This lesson examines the progression of events leading to the Holocaust, in which over six million Jews and others were killed as a result of discrimination, hatred, and prejudice. The lesson will introduce students to the initial labeling and classification of Jews through the use of images on the Web. Students will then gather additional information about the history and effects of the Holocaust on survivors through the use of video and Web sites. This lesson would ideally accompany a literature study of Elie Wiesel's NIGHT or Anne Frank's THE DIARY OF A YOUNG GIRL.
Students will be able to:
- Compare prior knowledge to factual study of the Holocaust and WWII
- Listen to and analyze narrative accounts of the Holocaust through documentary
- Describe the circumstances that led to the Holocaust (propaganda, segregation, etc.)
- Analyze the conditions facing Holocaust victims in WWII
New York State Learning Standards
English Language Arts
Standard 1: Language for Information and Understanding
Students will listen, speak, read, and write for information and understanding. As listeners and readers, students will collect data, facts, and ideas; discover relationships, concepts, and generalizations; and use knowledge generated from oral, written, and electronically produced texts. As speakers and writers, they will use oral and written language that follows the accepted conventions of the English language to acquire, interpret, apply, and transmit information.
Standard 2: Language for Literary Response and Expression
Students will read and listen to oral, written, and electronically produced texts and performances from American and world literature; relate texts and performances to their own lives; and develop an understanding of the diverse social, historical, and cultural dimensions the texts and performances represent. As speakers and writers, students will use oral and written language that follows the accepted conventions of the English language for self-expression and artistic creation.
Standard 3: Language for Critical Analysis and Evaluation
Students will listen, speak, read, and write for critical analysis and evaluation. As listeners and readers, students will analyze experiences, ideas, information, and issues presented by others using a variety of established criteria. As speakers and writers, they will use oral and written language that follows the accepted conventions of the English language to present, from a variety of perspectives, their opinions and judgments on experiences, ideas, information and issues.
Standard 2: World History
Students will use a variety of intellectual skills to demonstrate their understanding of major ideas, eras, themes, developments, and turning points in world history and examine the broad sweep of history from a variety of perspectives.
National Standards for History
Analyze cause and effect relationships, bearing in mind multiple causation, including 1) the importance of the individual in history; 2) the influence of ideas, human interests, and beliefs; and 3) causes (the role of the chance, the accidental, and the irrational).
National English Standards - National Council for Teachers of English
Students read a wide range of print and nonprint texts to build an understanding of texts, of themselves, and of the cultures of the United States and the world; to acquire new information; to respond to the needs and demands of society and the workplace; and for personal fulfillment.

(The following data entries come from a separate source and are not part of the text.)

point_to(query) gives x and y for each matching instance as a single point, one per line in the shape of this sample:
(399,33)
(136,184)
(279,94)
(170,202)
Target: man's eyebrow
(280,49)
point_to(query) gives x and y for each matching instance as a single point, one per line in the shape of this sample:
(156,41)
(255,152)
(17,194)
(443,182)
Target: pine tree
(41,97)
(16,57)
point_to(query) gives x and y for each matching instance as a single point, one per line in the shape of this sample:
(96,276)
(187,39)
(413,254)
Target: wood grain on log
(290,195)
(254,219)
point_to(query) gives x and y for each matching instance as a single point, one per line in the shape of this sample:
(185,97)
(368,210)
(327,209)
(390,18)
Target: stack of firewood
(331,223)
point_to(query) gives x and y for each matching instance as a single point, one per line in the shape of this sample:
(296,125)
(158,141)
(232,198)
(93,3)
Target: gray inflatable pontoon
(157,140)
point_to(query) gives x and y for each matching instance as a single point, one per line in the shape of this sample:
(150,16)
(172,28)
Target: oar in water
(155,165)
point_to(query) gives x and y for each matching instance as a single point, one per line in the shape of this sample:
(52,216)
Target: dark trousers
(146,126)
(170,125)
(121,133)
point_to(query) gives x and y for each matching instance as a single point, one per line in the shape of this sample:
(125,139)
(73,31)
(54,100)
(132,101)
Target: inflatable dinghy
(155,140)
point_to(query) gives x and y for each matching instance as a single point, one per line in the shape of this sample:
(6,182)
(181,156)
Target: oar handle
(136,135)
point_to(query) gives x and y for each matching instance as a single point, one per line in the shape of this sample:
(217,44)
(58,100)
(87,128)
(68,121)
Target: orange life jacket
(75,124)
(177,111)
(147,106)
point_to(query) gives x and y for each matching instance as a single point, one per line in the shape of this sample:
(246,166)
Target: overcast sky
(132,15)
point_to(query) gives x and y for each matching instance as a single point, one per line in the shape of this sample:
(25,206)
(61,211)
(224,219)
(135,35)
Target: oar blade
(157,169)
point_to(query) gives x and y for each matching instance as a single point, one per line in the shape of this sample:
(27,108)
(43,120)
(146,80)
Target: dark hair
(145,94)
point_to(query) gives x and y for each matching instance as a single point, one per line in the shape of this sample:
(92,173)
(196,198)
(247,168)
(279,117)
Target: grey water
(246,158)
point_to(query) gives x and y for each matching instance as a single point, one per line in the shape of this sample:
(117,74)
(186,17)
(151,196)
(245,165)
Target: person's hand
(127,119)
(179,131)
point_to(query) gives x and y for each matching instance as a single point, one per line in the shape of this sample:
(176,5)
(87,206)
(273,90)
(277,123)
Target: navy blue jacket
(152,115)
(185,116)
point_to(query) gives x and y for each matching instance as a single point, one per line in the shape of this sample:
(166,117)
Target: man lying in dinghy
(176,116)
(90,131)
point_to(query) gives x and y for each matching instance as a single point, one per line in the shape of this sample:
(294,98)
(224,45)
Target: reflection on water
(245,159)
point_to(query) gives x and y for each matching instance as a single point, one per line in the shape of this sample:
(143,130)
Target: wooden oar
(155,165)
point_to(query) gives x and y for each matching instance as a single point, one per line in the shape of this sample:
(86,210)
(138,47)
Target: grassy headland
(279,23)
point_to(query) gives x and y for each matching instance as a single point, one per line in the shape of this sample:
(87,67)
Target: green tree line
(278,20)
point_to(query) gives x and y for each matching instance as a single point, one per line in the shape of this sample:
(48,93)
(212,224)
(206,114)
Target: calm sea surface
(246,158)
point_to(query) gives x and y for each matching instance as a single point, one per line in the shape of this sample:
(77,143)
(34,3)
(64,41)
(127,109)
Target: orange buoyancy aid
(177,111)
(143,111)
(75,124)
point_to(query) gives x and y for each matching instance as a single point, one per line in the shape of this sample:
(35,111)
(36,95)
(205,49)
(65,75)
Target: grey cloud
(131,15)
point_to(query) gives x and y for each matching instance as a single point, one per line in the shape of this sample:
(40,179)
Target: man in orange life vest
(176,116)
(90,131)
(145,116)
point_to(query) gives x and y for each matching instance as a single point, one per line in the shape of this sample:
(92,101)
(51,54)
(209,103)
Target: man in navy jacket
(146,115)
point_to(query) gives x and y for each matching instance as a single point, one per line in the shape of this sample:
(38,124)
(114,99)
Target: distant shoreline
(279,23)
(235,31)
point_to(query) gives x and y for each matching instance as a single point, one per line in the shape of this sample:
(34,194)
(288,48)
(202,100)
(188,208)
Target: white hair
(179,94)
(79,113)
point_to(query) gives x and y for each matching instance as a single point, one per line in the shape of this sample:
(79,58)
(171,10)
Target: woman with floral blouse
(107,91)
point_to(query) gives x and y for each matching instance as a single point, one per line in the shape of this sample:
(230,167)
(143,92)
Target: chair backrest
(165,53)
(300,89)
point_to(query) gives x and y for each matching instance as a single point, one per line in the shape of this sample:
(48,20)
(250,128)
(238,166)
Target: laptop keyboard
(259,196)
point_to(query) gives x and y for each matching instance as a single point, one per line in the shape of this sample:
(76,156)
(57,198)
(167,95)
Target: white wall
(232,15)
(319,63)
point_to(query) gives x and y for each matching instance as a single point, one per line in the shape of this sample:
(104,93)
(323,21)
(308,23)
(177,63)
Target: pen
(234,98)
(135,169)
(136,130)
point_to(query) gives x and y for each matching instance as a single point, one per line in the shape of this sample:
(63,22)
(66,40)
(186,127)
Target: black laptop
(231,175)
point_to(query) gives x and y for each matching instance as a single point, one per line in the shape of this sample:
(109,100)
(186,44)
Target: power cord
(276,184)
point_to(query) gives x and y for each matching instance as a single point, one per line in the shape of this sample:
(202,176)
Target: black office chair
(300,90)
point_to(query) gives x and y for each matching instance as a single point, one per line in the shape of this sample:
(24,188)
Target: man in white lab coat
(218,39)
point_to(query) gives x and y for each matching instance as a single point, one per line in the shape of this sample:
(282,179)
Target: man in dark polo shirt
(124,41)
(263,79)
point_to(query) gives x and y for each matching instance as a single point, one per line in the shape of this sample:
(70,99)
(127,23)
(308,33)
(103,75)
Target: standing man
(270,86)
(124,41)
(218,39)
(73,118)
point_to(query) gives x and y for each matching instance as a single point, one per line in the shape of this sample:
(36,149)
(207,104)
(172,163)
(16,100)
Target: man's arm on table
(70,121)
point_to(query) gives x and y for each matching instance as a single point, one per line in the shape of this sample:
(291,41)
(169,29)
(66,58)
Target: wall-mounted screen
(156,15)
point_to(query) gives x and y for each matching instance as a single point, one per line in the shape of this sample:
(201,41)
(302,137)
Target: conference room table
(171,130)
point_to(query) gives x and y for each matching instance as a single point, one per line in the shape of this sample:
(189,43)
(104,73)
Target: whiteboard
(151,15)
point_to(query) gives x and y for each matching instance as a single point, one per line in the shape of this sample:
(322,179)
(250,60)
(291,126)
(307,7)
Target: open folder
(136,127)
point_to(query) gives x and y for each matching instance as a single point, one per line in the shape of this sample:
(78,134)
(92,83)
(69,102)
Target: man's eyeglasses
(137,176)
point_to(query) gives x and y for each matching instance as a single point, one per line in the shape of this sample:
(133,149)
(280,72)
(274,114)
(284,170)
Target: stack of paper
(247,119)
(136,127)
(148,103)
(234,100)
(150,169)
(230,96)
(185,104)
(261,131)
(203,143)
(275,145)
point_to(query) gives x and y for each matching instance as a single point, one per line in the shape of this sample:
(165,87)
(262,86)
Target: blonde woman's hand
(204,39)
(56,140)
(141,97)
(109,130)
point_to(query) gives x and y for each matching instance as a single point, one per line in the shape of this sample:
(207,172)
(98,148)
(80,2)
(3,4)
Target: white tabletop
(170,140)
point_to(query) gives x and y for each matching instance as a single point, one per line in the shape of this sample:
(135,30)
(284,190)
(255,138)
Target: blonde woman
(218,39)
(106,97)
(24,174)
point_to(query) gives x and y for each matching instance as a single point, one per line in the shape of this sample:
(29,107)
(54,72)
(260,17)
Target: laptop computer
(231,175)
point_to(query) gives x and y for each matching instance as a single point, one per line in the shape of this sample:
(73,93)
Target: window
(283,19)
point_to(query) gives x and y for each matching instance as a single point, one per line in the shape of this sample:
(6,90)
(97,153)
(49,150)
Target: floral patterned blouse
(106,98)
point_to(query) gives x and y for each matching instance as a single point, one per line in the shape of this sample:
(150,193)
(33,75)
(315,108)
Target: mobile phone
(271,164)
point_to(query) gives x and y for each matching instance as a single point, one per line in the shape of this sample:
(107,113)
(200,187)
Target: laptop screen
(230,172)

Among these texts are fiction and nonfiction, classic and contemporary works.
Students conduct research on issues and interests by generating ideas and questions, and by posing problems. They gather, evaluate, and synthesize data from a variety of sources (e.g., print and nonprint texts, artifacts, people) to communicate their discoveries in ways that suit their purpose and audience.
MEMORIES OF THE NIGHT: A STUDY OF THE HOLOCAUST
Students can see what the Hollerith machine looks like and read a description of the machine on this Web site.
Photo of a Couple Walking
Two Jews are walking hand in hand, and the stars they were required to wear are visible on their coats. This image helps make the concept of the star more real as these people are shown in everyday surroundings.
Photo of the Star Required in France
Students can see the star that Jews were required to wear in France.
Photo of the Star Required in Germany
This site shows the star German Jews were required to wear.
This is a group portrait of Jews in the Bedzin ghetto wearing the Jewish star.
Holocaust Museum's Timeline
This site provides a narrative of Nazi rule, and on the bottom of the page there is a timeline students can use to orient themselves to the order of events and other things occurring in the world during the time of the Holocaust.
National Holocaust Museum's Learning Center
This Web site has a wealth of information organized by topic. Students can move through topics reading information and viewing images to answer their own questions about the Holocaust.
National Holocaust Museum Online Exhibits
The Online Exhibits available here provide a very personal investigation of the events of the Holocaust. Students can visit and learn from the experience of one man through his personal journal, see images of internment, and learn more about many other elements of the Holocaust.
Per Group of 2-3 Students:
- Computer(s) with Internet access
- Basic art supplies (construction paper, glue, markers, scissors, etc.)